Familiarity with the food business over the years makes the current era strikingly different from the past in the way that present-day innovation is so powerfully driven by a singular interpretation of consumer wants and desires. In response to the belief that health and wellness are what consumers want from food, the industry has chosen to focus on simplicity in labeling. It encompasses dedication to producing foods and product lines promoted for offering health and well-being. This is hugely, if not totally, different from the past when food innovations largely resulted from the discovery of new ingredients, copying of products from different ethnicities or parts of the world, and advances in manufacturing and packaging. What is happening currently mainly reflects the breaking down of old ideas to come up with different, seemingly new products.

These developments have gone far enough that the temptation is great to compare what is happening in food to the restoration of antiques where added fabrics, paints or varnishes, even nails and tacks, meant to modernize a piece are removed in order to approach the original concept. As in antiques, the assumption is a denuded product has greater value than before these removals are undertaken. Examining statements that have recently originated from major fast-food chains makes the reality of such assertions quite plain. Removing ingredients that have played an important role in food preparation for many years without causing harm and actually having an important, positive effect in facilitating their making is what seems to be promised. These actions are meant to attract customers by producing food labels that feature fewer words, especially by eliminating words that smack of chemical compounds, is the current course pursued by many.
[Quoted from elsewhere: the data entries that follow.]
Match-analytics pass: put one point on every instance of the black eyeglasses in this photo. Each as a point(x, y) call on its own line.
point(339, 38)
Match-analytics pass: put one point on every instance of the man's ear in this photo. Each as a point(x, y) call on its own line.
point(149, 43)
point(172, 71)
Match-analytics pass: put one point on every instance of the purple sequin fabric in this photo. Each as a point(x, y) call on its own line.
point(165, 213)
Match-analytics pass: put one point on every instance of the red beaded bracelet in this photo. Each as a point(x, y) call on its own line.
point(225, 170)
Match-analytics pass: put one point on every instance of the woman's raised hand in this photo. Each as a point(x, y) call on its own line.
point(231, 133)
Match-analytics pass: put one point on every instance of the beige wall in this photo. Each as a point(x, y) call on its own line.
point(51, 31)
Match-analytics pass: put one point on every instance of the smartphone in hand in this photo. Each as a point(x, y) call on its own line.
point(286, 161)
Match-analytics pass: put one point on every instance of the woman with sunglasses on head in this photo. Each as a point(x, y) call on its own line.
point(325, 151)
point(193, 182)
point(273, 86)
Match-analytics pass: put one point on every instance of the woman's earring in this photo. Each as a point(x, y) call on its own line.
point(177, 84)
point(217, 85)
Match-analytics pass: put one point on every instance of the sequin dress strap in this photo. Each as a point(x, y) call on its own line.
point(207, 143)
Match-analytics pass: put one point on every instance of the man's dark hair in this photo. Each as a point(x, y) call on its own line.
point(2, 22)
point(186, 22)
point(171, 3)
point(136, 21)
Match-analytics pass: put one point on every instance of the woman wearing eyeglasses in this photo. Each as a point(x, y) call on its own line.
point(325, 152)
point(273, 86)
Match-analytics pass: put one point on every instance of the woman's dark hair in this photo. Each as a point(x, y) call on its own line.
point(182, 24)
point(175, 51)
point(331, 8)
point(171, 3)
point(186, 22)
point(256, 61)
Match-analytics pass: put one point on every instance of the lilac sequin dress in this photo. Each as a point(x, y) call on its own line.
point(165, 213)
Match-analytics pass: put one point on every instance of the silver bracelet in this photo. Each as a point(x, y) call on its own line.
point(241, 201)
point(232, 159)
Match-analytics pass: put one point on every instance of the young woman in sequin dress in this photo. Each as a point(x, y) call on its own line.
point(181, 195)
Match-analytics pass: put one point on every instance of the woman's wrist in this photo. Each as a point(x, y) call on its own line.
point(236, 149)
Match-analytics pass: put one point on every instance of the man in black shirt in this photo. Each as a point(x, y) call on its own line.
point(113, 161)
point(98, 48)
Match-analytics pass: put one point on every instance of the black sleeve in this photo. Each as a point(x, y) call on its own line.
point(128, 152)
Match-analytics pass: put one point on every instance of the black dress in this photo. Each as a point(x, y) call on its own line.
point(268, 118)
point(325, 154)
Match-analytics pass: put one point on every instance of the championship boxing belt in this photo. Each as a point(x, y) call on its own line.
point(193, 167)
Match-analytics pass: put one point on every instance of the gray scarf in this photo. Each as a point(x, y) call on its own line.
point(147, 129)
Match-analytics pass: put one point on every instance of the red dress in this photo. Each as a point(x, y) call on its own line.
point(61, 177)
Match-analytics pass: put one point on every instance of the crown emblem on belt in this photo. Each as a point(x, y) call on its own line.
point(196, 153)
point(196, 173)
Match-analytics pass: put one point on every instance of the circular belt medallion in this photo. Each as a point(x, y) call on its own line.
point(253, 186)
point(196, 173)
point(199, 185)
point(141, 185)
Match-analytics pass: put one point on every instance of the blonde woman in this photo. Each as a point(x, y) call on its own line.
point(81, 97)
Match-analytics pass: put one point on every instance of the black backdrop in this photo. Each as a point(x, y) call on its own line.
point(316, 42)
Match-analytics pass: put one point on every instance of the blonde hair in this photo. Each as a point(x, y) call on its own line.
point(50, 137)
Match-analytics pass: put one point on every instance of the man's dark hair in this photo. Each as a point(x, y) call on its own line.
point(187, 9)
While it is a few food chains that have taken the lead in this simplification effort, at least in proclaiming steps that are still a year or more away from being executed, food manufacturers too have embraced this same movement. It may be deemed somewhat amusing to observe steps to remove ingredients or to replace long-used ingredients with similar products of different names. In effect, though, changing ingredients in this fashion signals concerns about ingredients that are still being used not just across the entire industry but often in products that are still being made by the same companies. Claiming a search for healthful ingredients as the reason for such ingredient switches makes little or no economic sense in the highly competitive food manufacturing business.
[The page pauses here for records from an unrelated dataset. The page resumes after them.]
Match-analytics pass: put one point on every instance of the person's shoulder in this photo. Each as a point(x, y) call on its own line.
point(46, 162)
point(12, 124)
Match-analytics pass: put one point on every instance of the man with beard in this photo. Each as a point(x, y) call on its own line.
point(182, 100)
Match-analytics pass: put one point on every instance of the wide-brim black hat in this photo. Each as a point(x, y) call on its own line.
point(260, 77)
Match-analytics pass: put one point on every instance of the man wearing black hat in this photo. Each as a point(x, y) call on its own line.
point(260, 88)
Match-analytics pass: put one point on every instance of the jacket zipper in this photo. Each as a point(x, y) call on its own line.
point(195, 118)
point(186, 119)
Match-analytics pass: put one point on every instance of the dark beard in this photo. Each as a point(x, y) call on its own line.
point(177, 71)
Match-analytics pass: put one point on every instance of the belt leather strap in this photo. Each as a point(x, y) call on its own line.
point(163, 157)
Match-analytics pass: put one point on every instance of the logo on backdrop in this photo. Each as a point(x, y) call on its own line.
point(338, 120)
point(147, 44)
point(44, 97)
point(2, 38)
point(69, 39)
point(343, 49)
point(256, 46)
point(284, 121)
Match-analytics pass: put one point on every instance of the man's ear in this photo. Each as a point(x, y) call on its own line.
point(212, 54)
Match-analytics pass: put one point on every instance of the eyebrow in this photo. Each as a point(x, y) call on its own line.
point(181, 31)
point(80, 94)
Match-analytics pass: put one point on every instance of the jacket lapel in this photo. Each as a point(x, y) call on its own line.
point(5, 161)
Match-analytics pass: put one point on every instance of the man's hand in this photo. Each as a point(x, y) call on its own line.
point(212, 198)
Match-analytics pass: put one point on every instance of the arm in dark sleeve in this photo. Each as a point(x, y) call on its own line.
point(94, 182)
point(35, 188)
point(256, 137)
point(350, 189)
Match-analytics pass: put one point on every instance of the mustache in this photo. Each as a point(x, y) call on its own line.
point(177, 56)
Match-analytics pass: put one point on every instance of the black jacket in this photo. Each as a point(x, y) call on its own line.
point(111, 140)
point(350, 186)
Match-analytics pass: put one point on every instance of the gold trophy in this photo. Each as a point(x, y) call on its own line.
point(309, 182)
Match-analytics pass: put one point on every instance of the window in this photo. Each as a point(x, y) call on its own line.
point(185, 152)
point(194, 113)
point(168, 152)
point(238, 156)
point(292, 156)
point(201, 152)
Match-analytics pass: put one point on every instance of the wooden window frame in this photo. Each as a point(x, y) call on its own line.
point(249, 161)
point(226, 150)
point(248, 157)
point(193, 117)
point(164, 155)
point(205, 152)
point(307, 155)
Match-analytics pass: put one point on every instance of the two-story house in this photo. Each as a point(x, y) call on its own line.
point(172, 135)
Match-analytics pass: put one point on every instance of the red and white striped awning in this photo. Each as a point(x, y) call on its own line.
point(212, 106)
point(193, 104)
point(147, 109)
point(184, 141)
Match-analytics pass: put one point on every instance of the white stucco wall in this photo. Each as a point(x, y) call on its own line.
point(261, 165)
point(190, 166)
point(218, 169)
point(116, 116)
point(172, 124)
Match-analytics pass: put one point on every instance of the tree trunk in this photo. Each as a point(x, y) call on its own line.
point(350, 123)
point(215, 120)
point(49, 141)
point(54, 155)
No sector of the food manufacturing industry is more caught up in this initiative than wholesale baking. Here the pressure for simplifying ingredients has spread like wildfire into every part, prompting baking companies to focus on developing new product lines and names that highlight the simpler label. The problem comes in advertising and promoting a product line as not containing named ingredients. That listing of removed ingredients cannot help being perceived by consumers as tainted and even undesirable. That is the last development the food industry needs just as the consumer focus on health and well-being intensifies to the point where it may be a real positive. Sure, capitalizing on this attitude may require new products in order to offer consumers fulfillment of their goals of totally healthy eating. In turn, these desires are mainly prompted by the just-arrived millennial generation and their eagerness to eat healthily. Most important, this tack works best by avoiding the awful consequences of ingredient manipulation.
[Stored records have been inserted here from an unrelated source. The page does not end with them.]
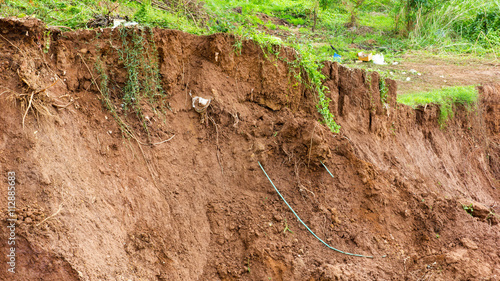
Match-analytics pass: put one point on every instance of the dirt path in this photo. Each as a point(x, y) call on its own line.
point(96, 204)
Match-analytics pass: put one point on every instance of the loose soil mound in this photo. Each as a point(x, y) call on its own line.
point(95, 205)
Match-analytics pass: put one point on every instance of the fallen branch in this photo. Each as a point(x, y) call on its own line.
point(54, 214)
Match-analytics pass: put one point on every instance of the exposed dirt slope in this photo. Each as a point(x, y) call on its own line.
point(93, 205)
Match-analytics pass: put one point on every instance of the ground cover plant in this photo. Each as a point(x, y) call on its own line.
point(319, 30)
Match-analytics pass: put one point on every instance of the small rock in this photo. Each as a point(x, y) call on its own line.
point(466, 242)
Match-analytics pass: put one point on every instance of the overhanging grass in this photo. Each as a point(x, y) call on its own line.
point(445, 98)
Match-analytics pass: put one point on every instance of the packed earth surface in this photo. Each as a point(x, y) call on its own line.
point(175, 193)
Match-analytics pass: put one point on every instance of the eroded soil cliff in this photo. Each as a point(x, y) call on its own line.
point(95, 205)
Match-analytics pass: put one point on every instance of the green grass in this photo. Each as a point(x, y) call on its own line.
point(446, 98)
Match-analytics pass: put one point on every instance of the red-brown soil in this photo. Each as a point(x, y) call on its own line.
point(94, 205)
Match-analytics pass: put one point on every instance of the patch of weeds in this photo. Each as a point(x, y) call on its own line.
point(106, 100)
point(47, 38)
point(468, 208)
point(446, 98)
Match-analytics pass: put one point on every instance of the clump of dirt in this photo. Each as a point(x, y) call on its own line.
point(96, 204)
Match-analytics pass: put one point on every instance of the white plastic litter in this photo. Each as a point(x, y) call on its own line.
point(378, 59)
point(200, 104)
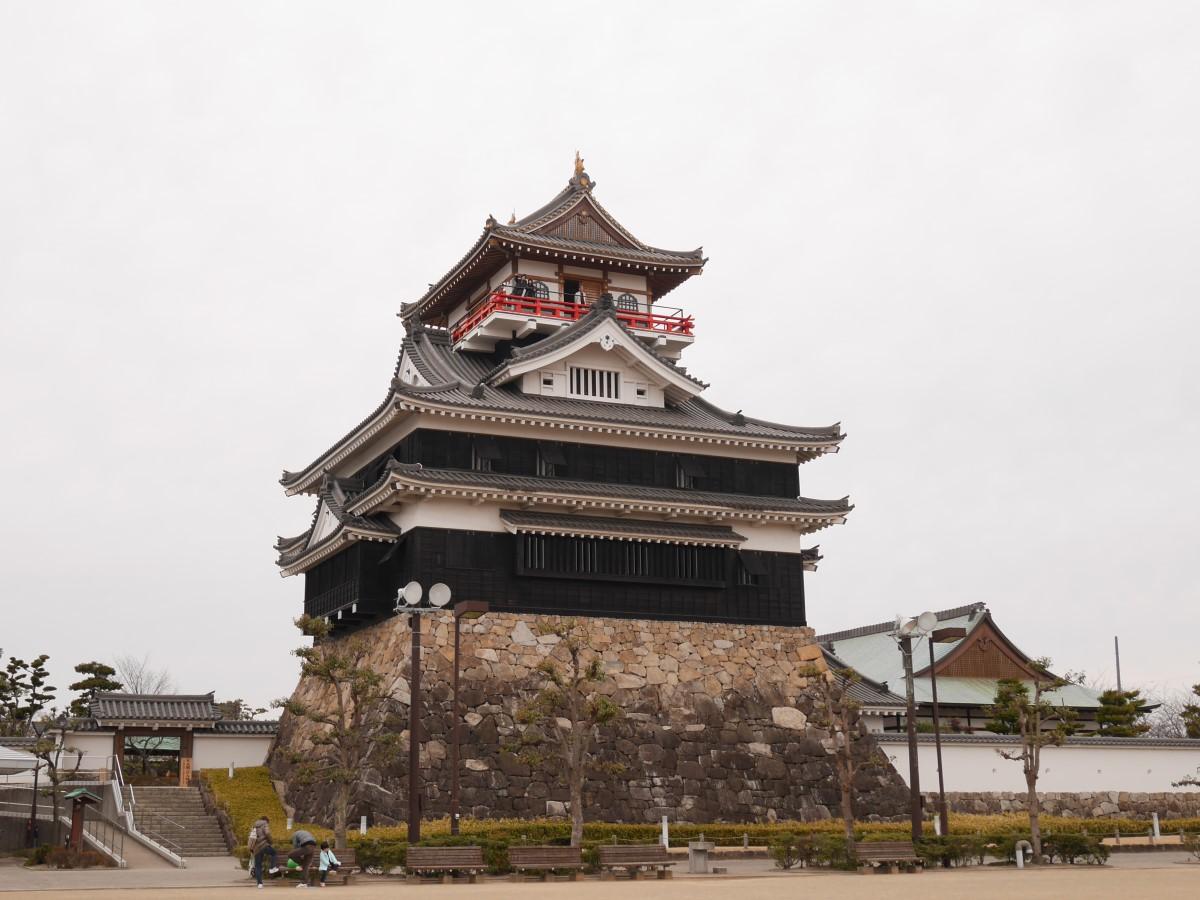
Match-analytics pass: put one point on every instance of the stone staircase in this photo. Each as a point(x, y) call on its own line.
point(175, 819)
The ultimate difficulty arises as food retailers of all sorts demand that products being featured in their stores carry simpler labels. Whether the first step in meeting these demands is taken on private label or food products marketed by the manufacturer, it is an approach fraught with problems and consequences. These make simplifying labels, rather than a positive, into a counter-productive effort that does little to encourage demand and may even prove troubling for its effect on consumers.